Cuidacoches en Santa Fe: el Municipio busca una solución de fondo

La presencia de cuidacoches en Santa Fe capital volvió al centro del debate público, con el municipio decidido a avanzar sobre un problema histórico que mezcla convivencia urbana, inseguridad y una fuerte situación de vulnerabilidad social.

En la ciudad de Santa Fe, los llamados cuidacoches o trapitos forman parte del paisaje urbano desde hace décadas. Lo que comenzó como una changa ocasional se transformó en un fenómeno extendido, asociado a la crisis económica, la falta de empleo formal y los consumos problemáticos. Lejos de resolverse, el tema se volvió uno de los conflictos más complejos para las gestiones municipales.

El municipio ensayó distintas respuestas a lo largo del tiempo. Primero intentó regular la actividad, con registros y zonas delimitadas. Más tarde avanzó hacia la prohibición directa, ante el aumento de denuncias por aprietes, cobros indebidos y hechos de violencia vinculados al cuidado de autos en la vía pública.

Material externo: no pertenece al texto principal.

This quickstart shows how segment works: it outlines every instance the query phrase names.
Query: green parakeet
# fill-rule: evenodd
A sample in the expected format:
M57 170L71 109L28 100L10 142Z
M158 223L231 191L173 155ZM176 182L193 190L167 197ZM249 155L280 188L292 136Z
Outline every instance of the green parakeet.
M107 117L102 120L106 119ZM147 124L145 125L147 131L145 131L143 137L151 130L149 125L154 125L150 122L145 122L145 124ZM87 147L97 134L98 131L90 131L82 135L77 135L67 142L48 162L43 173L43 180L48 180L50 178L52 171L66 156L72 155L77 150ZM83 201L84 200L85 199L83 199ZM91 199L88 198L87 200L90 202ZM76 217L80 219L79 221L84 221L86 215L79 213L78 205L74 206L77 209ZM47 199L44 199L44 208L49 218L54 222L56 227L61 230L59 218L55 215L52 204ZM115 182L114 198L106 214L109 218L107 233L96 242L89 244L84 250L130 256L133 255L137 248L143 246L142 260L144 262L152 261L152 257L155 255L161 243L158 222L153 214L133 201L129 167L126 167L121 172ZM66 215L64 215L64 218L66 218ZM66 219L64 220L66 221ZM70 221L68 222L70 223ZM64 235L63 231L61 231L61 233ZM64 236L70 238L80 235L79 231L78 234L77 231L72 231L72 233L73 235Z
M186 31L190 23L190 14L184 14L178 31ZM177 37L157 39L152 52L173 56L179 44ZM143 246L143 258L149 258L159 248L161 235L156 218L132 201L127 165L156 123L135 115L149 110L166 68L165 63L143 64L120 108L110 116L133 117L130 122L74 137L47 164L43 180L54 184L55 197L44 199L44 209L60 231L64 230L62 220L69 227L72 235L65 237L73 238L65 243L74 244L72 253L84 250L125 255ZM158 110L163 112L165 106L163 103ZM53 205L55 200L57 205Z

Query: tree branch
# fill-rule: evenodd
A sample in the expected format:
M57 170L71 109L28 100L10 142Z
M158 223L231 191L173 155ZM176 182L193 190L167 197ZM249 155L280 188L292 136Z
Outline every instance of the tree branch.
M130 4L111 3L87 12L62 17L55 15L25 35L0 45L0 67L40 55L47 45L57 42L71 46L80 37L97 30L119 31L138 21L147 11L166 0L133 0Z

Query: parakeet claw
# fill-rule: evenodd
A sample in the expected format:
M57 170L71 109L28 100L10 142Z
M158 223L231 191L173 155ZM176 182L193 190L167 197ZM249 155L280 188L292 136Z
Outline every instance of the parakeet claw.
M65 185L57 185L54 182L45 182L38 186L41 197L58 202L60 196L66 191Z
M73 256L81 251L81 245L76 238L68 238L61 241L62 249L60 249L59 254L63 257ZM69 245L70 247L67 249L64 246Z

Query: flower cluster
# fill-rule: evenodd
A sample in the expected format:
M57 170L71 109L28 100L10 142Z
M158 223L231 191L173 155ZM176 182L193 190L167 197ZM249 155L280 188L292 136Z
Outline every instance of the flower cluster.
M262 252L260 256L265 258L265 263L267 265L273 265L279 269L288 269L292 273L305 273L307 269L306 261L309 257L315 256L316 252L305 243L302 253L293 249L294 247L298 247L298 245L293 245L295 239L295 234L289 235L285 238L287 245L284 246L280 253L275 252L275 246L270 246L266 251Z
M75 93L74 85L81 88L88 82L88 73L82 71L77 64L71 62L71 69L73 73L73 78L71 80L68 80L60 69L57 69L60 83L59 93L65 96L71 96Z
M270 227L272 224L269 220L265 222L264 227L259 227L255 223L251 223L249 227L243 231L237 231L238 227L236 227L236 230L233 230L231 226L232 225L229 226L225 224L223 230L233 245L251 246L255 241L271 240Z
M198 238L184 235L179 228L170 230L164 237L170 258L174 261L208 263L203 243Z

Ahora, la gestión local busca ir un paso más allá y promover una ley provincial que le dé un marco jurídico más claro a las intervenciones, permita fijar sanciones efectivas y brinde herramientas para actuar cuando se verifican conductas extorsivas o agresivas hacia vecinos y automovilistas.

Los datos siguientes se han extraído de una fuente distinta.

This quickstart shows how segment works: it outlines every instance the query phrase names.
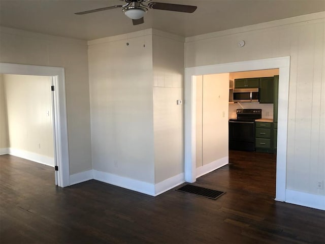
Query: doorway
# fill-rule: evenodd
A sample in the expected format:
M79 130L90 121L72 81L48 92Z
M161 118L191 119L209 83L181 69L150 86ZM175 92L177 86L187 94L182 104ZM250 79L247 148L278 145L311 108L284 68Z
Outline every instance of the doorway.
M64 70L63 68L0 63L0 73L41 75L52 77L53 87L54 159L57 166L57 185L70 186L70 170L66 107Z
M246 71L279 69L279 104L275 200L285 200L286 145L290 57L268 58L215 65L185 69L185 180L196 180L196 76Z

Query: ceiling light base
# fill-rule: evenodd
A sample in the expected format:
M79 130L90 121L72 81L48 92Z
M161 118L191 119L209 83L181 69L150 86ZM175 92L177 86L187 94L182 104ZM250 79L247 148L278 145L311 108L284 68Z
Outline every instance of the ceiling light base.
M148 12L148 9L144 7L126 7L122 11L126 16L132 19L139 19L142 18Z

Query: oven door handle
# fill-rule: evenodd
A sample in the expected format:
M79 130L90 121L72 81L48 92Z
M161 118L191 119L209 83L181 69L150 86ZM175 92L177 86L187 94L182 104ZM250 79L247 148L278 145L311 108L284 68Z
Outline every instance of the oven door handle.
M230 121L230 123L244 123L244 124L254 124L254 122L247 122L246 121Z

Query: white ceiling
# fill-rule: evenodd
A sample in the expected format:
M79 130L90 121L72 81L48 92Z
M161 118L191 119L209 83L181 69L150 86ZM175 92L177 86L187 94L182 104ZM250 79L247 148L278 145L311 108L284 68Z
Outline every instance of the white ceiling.
M119 0L0 0L0 25L40 33L93 40L154 28L183 37L325 11L325 0L153 0L198 6L192 14L149 9L145 23L115 9L77 12L123 4Z

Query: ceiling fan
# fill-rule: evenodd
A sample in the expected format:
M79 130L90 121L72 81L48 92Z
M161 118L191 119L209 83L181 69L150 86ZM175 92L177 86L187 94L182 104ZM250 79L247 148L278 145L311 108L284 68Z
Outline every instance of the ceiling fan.
M182 12L184 13L193 13L197 8L197 6L192 6L190 5L151 2L151 0L119 1L124 2L125 4L124 5L115 5L114 6L106 7L100 9L79 12L75 13L75 14L81 15L90 14L90 13L94 13L95 12L122 8L122 11L123 11L128 17L132 19L133 25L136 25L144 23L143 16L144 14L148 12L148 9ZM145 4L146 3L147 3L147 4Z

Un problema social antes que policial

Detrás de las discusiones sobre orden urbano, el fenómeno de los cuidacoches expone una realidad que se repite en todo el país. Según distintos relevamientos municipales y ONG, una porción significativa de quienes se dedican a esta tarea atraviesan situaciones de indigencia, viven en pensiones o en la calle y no cuentan con ingresos estables.

También aparecen con fuerza los consumos problemáticos, que agravan la conflictividad y dificultan su inclusión en programas laborales o educativos. Organizaciones sociales y especialistas en adicciones advierten que, sin políticas integrales de salud mental y asistencia, cualquier medida puramente represiva tiende a fracasar o a desplazar el conflicto hacia otros espacios de la ciudad.

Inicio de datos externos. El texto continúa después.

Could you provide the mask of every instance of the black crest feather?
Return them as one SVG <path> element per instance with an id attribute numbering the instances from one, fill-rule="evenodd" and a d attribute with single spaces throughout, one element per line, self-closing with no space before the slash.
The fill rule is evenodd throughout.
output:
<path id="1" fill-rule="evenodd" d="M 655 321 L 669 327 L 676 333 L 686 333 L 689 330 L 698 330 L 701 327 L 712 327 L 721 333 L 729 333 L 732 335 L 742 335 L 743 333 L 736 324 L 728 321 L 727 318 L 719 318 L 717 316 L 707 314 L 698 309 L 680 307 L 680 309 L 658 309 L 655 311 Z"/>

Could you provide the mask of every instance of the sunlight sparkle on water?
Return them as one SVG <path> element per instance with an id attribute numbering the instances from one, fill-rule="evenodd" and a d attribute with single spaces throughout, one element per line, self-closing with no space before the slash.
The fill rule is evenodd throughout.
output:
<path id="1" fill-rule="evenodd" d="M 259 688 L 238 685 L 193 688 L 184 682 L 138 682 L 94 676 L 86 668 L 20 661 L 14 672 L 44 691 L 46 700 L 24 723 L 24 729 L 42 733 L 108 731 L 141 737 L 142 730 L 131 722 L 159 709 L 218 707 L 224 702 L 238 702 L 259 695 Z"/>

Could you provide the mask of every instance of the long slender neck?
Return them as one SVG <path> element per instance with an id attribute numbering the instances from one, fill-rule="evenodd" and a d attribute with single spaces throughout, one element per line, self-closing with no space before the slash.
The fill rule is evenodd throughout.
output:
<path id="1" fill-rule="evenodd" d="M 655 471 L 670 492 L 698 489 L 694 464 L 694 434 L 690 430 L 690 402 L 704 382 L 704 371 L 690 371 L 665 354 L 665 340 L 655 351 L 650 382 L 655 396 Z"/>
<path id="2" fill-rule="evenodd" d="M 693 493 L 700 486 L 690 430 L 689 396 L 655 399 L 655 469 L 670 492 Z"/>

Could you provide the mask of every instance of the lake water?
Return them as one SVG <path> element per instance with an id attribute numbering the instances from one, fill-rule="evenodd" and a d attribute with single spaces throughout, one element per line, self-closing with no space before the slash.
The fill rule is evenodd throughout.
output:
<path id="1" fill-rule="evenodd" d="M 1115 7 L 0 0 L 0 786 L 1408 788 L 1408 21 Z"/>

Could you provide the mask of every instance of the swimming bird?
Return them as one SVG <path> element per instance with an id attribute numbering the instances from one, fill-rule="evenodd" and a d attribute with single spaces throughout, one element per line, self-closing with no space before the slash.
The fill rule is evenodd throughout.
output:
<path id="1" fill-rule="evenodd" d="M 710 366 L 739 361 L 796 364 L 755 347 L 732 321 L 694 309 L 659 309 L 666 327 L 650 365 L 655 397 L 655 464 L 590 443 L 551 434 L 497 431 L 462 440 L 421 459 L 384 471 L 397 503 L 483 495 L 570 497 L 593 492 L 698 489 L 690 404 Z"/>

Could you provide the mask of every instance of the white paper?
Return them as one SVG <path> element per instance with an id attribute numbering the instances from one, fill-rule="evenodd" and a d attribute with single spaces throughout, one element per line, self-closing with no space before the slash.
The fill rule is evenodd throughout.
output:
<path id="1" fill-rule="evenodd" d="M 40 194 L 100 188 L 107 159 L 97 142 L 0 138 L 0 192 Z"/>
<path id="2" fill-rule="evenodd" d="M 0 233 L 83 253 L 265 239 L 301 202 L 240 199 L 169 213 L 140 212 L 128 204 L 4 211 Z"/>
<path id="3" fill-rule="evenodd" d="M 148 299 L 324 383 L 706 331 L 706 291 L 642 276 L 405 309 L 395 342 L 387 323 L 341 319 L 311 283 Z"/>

En paralelo, sectores comerciales y frentistas reclaman desde hace años mayor presencia del Estado. Argumentan que muchos clientes evitan determinadas cuadras por temor a situaciones de tensión con cuidacoches que exigen pagos obligatorios, con montos que en algunos casos dejan de ser una contribución voluntaria para convertirse en una cuasi tarifa informal.

La apuesta por una ley provincial

En este contexto, la Municipalidad de Santa Fe impulsa un esquema que combine controles más firmes con políticas sociales específicas. La búsqueda de una normativa provincial apunta a unificar criterios entre distintas localidades y evitar que, ante operativos en un barrio, los cuidacoches simplemente se trasladen a otra zona o a un municipio vecino.

La eventual ley podría definir con claridad qué conductas serán sancionadas, cómo se coordinarán los operativos con la Justicia provincial y cuáles serán las obligaciones de los municipios a la hora de ofrecer alternativas de inclusión laboral, capacitación y asistencia social.

Mientras tanto, la discusión sigue abierta en Santa Fe. Entre la demanda de mayor seguridad y orden en el espacio público, y la necesidad de atender la emergencia social que empuja a cientos de personas a vivir del cuidado informal de autos, la ciudad busca una salida que no ha logrado consolidarse en décadas.